While peer pressure can be a bad thing, the tribal chairman said it can also work for them.
“A lot of it is peer pressure,” Azure said. “We hope that some students come over to do things here and bring a lot of their friends with them. This is a safe and healthy environment.”
It’s also one that seeks to bridge the generations. In addition to several swimming pools, it has a sauna that can fit nearly two dozen people, and the elder lodge, an expanded room for older adults, is right next to the day care.
Smoker remembers the first time the issue was broached, nearly 20 years ago.
“Our children were crying and they were tired of seeing their relatives die,” Smoker said. “And we said, ‘So what do you want us to do?’ And, then they said, ‘We’ll tell you what we want,’ and this was it.”
That’s helped Smoker keep going, growing from a patch of land and concrete pad to become what is likely going to be the largest building in the community, complete with a 30-foot sign.
“It’s a mindset. The mindset here has to be changed,” Weeks said.
Smoker has another ambitious goal – 40 certified nurses assistants that will be trained through the high school program. Those will provide the trainers and educators for the center. Right now, five different activity coordinators will help with the programming, from riding horses to riding bikes.
“You have to meet people where they are, and do what they can do,” Bauer said.
That could be pilates, yoga or even learning how to cook with traditional foods, like turnips or berries for a more healthy diet. And if the physical benefits are good, so, too, are the social ones, Azure said.

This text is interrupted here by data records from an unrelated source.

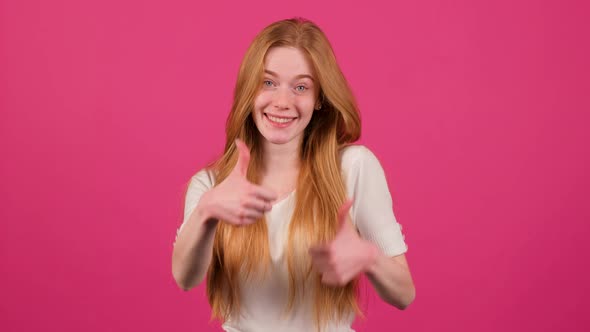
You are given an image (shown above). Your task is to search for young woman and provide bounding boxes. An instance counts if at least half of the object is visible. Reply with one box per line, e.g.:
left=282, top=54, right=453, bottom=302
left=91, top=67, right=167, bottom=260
left=172, top=19, right=415, bottom=331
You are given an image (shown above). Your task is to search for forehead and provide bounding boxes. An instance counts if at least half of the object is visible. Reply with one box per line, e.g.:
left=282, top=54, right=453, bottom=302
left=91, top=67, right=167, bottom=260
left=264, top=46, right=314, bottom=78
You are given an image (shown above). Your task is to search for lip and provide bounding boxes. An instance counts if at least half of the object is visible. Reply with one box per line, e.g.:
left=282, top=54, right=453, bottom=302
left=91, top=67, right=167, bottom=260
left=264, top=112, right=297, bottom=119
left=264, top=113, right=297, bottom=128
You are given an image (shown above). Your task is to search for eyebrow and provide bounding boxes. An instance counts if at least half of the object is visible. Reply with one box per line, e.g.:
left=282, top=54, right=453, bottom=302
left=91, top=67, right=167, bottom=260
left=264, top=69, right=315, bottom=82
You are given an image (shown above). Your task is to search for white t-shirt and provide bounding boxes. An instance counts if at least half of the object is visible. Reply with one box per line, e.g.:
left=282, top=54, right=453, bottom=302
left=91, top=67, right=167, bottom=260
left=178, top=145, right=408, bottom=332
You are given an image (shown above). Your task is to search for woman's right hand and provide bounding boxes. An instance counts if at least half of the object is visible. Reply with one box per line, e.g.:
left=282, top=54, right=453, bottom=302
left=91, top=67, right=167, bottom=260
left=199, top=139, right=277, bottom=226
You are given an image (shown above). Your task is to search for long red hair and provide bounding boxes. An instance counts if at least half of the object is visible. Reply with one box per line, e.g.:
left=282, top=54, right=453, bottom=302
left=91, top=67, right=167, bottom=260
left=207, top=19, right=361, bottom=328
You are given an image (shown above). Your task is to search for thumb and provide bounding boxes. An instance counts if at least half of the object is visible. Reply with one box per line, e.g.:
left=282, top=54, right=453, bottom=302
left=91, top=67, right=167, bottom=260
left=336, top=199, right=354, bottom=235
left=234, top=138, right=250, bottom=177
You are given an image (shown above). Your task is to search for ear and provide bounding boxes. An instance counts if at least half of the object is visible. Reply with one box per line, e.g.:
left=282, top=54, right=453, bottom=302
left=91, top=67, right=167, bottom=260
left=314, top=92, right=324, bottom=111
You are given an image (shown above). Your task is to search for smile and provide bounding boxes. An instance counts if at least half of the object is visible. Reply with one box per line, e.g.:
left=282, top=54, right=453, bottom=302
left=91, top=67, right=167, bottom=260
left=264, top=113, right=297, bottom=127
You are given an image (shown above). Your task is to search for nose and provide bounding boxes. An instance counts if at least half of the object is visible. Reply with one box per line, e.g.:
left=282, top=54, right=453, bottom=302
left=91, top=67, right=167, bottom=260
left=273, top=87, right=293, bottom=110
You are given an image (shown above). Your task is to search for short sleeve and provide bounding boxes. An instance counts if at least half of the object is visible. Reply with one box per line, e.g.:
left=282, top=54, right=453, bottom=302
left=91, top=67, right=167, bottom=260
left=174, top=169, right=214, bottom=242
left=342, top=145, right=408, bottom=256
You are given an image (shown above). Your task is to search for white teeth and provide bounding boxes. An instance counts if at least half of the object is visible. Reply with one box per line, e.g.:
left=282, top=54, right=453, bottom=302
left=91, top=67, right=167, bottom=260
left=266, top=114, right=293, bottom=123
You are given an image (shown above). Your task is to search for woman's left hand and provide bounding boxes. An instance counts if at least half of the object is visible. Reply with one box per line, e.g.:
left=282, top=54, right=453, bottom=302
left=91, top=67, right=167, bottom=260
left=309, top=200, right=379, bottom=286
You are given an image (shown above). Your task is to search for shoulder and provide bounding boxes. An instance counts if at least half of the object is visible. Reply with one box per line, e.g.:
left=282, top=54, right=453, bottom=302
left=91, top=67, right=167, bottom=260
left=188, top=168, right=215, bottom=191
left=340, top=144, right=381, bottom=171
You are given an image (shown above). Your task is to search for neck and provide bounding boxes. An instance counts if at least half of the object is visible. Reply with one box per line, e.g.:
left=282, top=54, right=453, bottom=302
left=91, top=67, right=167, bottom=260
left=263, top=140, right=301, bottom=175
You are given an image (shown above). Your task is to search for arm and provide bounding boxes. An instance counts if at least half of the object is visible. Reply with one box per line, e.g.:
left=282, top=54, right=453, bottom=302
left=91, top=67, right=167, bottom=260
left=172, top=194, right=219, bottom=291
left=172, top=140, right=276, bottom=291
left=365, top=252, right=416, bottom=310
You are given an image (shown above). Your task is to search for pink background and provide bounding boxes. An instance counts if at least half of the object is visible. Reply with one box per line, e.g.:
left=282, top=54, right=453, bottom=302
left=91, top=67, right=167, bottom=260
left=0, top=0, right=590, bottom=332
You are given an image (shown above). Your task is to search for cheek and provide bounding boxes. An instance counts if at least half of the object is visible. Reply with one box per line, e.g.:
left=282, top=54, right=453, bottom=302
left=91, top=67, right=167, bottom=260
left=297, top=98, right=315, bottom=116
left=254, top=91, right=271, bottom=110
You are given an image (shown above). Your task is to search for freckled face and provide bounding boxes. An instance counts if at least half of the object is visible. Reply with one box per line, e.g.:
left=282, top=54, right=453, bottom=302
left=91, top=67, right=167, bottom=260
left=252, top=47, right=317, bottom=144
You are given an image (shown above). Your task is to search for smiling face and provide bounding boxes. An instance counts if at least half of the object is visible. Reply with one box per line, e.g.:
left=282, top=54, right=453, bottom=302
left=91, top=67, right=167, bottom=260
left=252, top=47, right=319, bottom=149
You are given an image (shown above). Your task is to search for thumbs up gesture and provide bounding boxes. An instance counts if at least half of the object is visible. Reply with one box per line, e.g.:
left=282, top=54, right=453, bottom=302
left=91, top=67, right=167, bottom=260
left=201, top=139, right=277, bottom=225
left=309, top=200, right=379, bottom=286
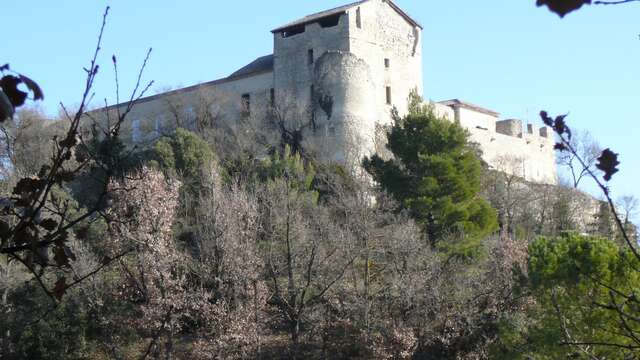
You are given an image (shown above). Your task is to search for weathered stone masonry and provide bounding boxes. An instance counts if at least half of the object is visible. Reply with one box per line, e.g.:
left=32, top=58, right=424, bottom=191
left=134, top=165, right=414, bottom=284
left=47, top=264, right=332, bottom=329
left=94, top=0, right=557, bottom=184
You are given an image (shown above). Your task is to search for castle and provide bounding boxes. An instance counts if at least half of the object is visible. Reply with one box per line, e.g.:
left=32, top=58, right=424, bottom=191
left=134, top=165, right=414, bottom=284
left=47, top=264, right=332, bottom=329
left=99, top=0, right=557, bottom=184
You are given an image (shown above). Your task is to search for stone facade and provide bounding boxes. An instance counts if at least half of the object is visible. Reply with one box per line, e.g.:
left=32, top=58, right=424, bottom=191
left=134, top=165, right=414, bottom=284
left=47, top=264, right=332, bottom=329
left=92, top=0, right=557, bottom=184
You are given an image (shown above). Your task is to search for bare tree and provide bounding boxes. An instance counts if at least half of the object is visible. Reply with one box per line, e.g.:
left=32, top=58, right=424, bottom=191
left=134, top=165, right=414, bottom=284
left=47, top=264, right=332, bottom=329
left=259, top=153, right=354, bottom=357
left=558, top=130, right=602, bottom=188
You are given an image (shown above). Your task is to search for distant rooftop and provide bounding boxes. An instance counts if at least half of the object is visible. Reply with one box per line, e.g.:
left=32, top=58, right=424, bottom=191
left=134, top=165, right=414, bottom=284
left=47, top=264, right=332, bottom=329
left=438, top=99, right=500, bottom=117
left=271, top=0, right=422, bottom=33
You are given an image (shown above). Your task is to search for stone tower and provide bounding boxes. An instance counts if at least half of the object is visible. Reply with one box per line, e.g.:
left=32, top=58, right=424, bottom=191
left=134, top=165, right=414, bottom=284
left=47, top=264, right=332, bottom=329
left=272, top=0, right=422, bottom=161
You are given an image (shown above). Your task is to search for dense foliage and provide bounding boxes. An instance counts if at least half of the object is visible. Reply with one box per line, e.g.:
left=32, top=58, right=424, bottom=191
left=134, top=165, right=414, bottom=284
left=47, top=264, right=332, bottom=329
left=364, top=100, right=497, bottom=256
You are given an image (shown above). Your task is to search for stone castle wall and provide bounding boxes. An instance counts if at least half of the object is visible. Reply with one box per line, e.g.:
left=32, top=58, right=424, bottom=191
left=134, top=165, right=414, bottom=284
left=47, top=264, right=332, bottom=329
left=87, top=0, right=557, bottom=184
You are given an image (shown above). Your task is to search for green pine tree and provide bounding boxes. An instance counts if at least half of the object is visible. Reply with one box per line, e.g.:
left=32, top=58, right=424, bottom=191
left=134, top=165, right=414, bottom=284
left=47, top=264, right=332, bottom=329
left=364, top=94, right=497, bottom=256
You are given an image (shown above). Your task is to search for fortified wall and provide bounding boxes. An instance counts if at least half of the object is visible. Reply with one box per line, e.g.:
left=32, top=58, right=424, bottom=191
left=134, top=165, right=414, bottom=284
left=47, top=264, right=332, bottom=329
left=89, top=0, right=557, bottom=184
left=433, top=100, right=558, bottom=185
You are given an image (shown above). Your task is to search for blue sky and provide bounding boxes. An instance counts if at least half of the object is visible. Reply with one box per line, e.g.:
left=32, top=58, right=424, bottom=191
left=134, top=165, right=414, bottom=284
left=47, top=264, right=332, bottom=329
left=5, top=0, right=640, bottom=217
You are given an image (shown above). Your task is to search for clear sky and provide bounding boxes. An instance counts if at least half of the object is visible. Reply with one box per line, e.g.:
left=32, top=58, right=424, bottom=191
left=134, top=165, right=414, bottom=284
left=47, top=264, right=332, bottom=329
left=5, top=0, right=640, bottom=218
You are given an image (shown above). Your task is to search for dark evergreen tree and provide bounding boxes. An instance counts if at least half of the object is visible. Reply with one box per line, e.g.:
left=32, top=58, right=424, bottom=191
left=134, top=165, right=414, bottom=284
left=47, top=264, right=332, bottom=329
left=364, top=95, right=497, bottom=256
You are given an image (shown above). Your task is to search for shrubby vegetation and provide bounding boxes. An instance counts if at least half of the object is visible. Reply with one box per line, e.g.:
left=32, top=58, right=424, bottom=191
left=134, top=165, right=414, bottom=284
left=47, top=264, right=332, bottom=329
left=0, top=82, right=640, bottom=359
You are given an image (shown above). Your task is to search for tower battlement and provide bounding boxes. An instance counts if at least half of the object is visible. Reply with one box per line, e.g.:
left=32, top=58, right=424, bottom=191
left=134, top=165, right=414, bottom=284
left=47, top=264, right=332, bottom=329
left=90, top=0, right=557, bottom=184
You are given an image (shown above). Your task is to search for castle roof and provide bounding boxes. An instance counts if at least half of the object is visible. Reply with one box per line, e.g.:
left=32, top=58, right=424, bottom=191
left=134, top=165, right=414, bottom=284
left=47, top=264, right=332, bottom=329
left=438, top=99, right=500, bottom=117
left=271, top=0, right=422, bottom=33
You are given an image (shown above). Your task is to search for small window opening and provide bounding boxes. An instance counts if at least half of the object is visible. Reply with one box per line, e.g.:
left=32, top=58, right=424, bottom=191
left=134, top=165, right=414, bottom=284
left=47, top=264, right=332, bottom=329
left=307, top=49, right=314, bottom=65
left=269, top=88, right=276, bottom=107
left=318, top=14, right=342, bottom=28
left=240, top=94, right=251, bottom=117
left=131, top=119, right=142, bottom=143
left=282, top=25, right=305, bottom=38
left=327, top=124, right=336, bottom=137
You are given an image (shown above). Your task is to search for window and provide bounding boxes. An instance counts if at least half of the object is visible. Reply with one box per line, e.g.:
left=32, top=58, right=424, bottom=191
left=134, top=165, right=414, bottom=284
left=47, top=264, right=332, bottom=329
left=154, top=115, right=164, bottom=136
left=269, top=88, right=276, bottom=107
left=318, top=14, right=342, bottom=28
left=327, top=124, right=336, bottom=137
left=131, top=119, right=142, bottom=143
left=307, top=49, right=313, bottom=65
left=240, top=94, right=251, bottom=117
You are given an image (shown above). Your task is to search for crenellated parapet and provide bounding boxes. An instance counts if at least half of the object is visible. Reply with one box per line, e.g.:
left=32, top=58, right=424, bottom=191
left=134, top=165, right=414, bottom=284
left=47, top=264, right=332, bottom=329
left=434, top=99, right=558, bottom=184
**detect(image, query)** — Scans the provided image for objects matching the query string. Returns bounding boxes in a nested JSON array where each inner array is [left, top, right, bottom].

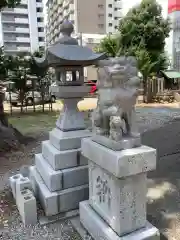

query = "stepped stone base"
[[42, 140, 88, 170], [79, 201, 160, 240], [30, 166, 89, 216], [35, 154, 89, 192], [49, 128, 91, 151]]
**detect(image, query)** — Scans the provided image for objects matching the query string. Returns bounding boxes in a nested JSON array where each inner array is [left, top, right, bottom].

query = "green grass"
[[8, 111, 59, 135]]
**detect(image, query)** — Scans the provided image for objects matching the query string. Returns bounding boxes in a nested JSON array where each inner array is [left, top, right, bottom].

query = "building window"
[[38, 37, 44, 42], [98, 24, 104, 28], [37, 8, 43, 12]]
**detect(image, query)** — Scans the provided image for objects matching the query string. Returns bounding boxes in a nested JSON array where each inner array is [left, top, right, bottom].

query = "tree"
[[94, 35, 118, 57], [0, 0, 21, 11], [117, 0, 170, 100], [95, 0, 170, 100]]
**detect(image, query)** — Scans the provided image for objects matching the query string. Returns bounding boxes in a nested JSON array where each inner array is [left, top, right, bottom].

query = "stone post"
[[80, 57, 160, 240], [30, 85, 91, 216], [30, 21, 105, 217]]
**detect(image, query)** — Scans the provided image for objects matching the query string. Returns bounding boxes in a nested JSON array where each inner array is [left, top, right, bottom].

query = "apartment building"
[[168, 0, 180, 71], [47, 0, 122, 44], [0, 0, 45, 55]]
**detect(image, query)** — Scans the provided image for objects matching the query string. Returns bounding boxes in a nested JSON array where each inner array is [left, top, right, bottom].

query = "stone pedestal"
[[30, 86, 91, 216], [80, 138, 159, 240]]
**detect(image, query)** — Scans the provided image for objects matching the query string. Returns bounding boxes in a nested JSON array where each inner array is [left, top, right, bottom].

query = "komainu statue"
[[93, 57, 141, 150]]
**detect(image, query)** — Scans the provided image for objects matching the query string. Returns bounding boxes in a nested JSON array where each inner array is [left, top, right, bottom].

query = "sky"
[[122, 0, 168, 17]]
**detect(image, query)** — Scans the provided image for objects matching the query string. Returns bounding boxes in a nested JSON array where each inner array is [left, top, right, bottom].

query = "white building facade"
[[46, 0, 122, 44], [0, 0, 45, 55]]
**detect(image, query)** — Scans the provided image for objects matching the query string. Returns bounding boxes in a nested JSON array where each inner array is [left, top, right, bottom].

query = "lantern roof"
[[35, 20, 106, 67]]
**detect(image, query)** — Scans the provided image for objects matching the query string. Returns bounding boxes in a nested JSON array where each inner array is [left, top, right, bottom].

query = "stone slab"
[[39, 210, 79, 226], [92, 135, 141, 151], [18, 190, 37, 227], [62, 166, 89, 189], [49, 128, 92, 151], [56, 98, 86, 131], [35, 153, 63, 192], [35, 154, 89, 192], [52, 85, 89, 99], [42, 140, 88, 170], [30, 166, 89, 216], [81, 138, 156, 178], [89, 162, 147, 236], [9, 174, 23, 199], [77, 201, 160, 240], [16, 177, 32, 203]]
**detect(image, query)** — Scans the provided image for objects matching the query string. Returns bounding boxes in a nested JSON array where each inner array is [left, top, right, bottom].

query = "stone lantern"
[[36, 20, 105, 131], [30, 21, 105, 217]]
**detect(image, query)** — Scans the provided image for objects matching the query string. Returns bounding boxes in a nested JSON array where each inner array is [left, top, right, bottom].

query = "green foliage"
[[0, 0, 21, 11], [117, 0, 170, 78], [94, 35, 118, 57]]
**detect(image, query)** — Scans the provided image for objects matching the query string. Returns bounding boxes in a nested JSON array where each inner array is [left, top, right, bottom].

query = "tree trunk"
[[143, 77, 147, 103], [0, 91, 29, 153]]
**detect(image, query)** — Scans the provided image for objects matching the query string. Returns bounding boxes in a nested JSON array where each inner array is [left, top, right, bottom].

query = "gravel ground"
[[0, 108, 180, 240]]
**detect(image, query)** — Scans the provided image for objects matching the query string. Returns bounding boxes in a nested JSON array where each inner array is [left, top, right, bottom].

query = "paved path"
[[1, 107, 180, 240]]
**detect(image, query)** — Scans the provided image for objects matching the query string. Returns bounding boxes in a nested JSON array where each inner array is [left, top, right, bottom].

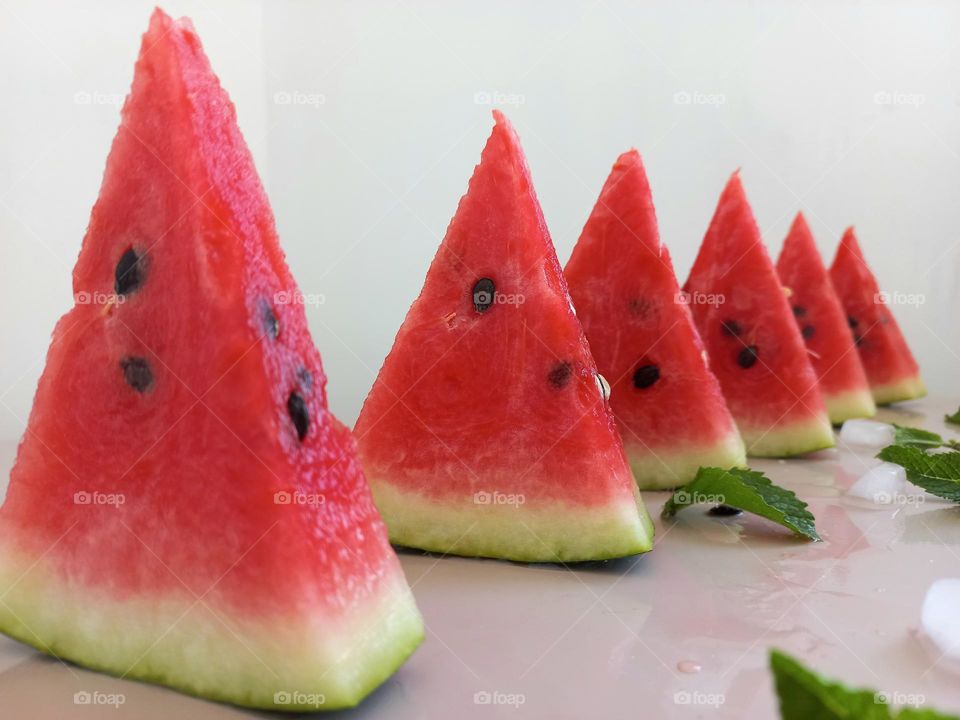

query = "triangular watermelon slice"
[[356, 112, 653, 562], [564, 150, 746, 489], [830, 227, 927, 405], [777, 213, 877, 425], [0, 10, 423, 710], [685, 173, 834, 457]]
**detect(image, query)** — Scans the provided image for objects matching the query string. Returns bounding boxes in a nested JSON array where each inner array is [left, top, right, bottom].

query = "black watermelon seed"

“Right now, we can’t go somewhere and socialize. We don’t have a theater. We don’t have a bowling alley or a pool,” Azure said.
Hopefully, residents come into the center and leave feeling better.
“Maybe they don’t lose weight, but they’ll feel better about themselves and their community,” Bauer said.
As tribal officials and some students toured the facility recently, walls, steel and glass had begun to give the building shape and character. Several “rez dogs” roamed the halls, seemingly just as much at home as the crews in orange vests and hard hats. Work on the project, despite COVID-19, construction material and labor shortage, is still on schedule for the end of 2021.
“This just blows me away,” said Azure walking through it.